A Florida legislator proposed a measure last week to decriminalize all illicit drugs, provide boulevards for assistance for those with existing drug-related offenses and encourage harm reduction services.
Early last week, Representative. Dotie Joseph (D-FL) filed the measure titled the “Collateral Consequences of [Sentences] and Decriminalization of [Cannabis] and All Drugs Act.”
Specifically, the article regarding cannabis in the measure would make possession of up to one ounce a non-criminal infraction punishable with a measly $50 fine versus a misdemeanor crime. Further, it would apply the corresponding non-criminal punishment to the distribution of up to an ounce of cannabis.
Those with past convictions for similar cannabis-related crimes will qualify for automatic expungements if more than a year has passed since the date of the cannabis-related arrest.
The measure continues on to say that the government intends for the triage of rehabilitative health mediation instead of criminalization for individual, private usage of controlled substances, including but is not restricted to other drugs like depressants cocaine, opioids, methamphetamine, heroin, benzodiazepines, fentanyl, and other addictive controlled substances.
Additionally, crimes related to the private, individual usage and possession of controlled substances such as cannabis that do not include production, delivery, or retail would be decriminalized in favor of civic fines and referral for harm reduction services and drug rehabilitation.
In the matter of the health and public safety of the citizens of Florida, protecting private freedoms without decreasing community values, enabling law enforcement to concentrate resources on violent and characteristic crimes, producing revenue for education, substance abuse opposition, and rehabilitation, freeing civic resources to reinvest in neighborhoods and other civic purposes instead of continuing to over-encumber prisons with a populace that needs therapeutic attention, investigating remedial equity on the terrible impression bestowed by the ‘war on drugs,’ and recognizing real people-centered resolutions to a litany of drugs emergencies such as an opioid epidemic, the Florida Legislature is prioritizing therapy and safety to save lives instead of discarding them via cannabis criminalization and incarceration.
The Florida legislation would further challenge the Florida Health Department to investigate additional, practical methods of approaching drug addiction versus cannabis criminalization.
The department would be forced to submit a report on its conclusions to the Florida governor and legislative leaders by the end of this year.
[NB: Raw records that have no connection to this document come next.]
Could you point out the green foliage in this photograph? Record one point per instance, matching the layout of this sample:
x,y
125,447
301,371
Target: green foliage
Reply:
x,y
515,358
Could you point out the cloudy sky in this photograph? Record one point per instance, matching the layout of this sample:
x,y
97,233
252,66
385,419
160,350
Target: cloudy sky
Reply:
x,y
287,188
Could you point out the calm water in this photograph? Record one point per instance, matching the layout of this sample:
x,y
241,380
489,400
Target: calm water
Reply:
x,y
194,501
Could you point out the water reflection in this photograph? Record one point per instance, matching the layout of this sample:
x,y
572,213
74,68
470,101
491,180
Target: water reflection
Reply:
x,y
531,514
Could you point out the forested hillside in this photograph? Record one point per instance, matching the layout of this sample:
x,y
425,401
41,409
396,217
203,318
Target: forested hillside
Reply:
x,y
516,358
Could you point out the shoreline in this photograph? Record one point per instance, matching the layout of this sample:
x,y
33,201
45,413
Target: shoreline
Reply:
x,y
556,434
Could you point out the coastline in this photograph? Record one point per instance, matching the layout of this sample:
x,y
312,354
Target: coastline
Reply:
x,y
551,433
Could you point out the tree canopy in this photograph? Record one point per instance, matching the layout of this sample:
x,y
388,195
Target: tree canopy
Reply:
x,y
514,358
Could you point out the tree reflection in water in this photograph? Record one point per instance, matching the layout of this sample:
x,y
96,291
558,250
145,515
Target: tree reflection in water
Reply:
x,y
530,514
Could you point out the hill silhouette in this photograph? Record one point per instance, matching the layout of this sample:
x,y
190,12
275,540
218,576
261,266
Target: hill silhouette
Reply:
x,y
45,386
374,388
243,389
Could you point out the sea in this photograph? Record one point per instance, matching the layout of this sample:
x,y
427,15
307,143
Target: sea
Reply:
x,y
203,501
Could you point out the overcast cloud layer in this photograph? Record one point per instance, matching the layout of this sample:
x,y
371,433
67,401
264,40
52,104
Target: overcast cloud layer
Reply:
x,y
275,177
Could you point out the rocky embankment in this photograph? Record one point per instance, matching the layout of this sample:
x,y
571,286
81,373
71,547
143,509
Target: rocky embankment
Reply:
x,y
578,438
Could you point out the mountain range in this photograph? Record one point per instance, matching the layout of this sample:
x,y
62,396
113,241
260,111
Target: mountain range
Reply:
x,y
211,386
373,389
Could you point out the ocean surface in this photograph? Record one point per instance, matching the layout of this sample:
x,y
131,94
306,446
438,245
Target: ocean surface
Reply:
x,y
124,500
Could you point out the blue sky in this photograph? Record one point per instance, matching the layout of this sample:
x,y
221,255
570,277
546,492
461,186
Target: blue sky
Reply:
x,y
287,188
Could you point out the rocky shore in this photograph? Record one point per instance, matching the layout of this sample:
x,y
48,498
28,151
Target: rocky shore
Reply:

Specifically: December 31, 2022.
When it comes to collateral outcomes of cannabis convictions, Rep. Joseph is introducing a prosecutorial policy shift where people arrested for drug offenses (including cannabis) are made cognizant of potential consequences when it comes to housing and employment possibilities, student financial aid, and even voting rights.
Moreover, the measure would revise the statute to ensure that people who face sentences in other locales or at the federal tier do not face more harsh punishments under Florida law.
The measure provides a petition process via the Board of Executive Clemency for a certificate of renewal of rights releasing collateral sanctions not earlier than five years after the individual’s most recent drug-related conviction of a felony or misdemeanor in any domain.
This is another example of state lawmakers pursuing cannabis and entire drug reform to end cannabis criminalization, with a center on public health, safety, and equity.
For instance, a young New Hampshire legislator is pushing for the decriminalization of psilocybin and all illicit substances currently listed.
Earlier this spring, a 20-year-old Kansas administrator introduced a measure to widen the decriminalization of drug possession for the entire state.
Earlier this summer, An alliance of cannabis reform advocates in Washington made it clear that they’ll look to pass a decriminalization measure for the state on next year’s ballot.
Recently, a task force located in Seattle issued guidance advising that provincial and municipal admins decriminalize magic mushrooms—and ultimately consider legalizing all drugs.
In adjacent Oregon, voters passed two separate statewide initiatives last year, one decriminalizing possession of all drugs and another to legalize the magic mushroom compound psilocybin.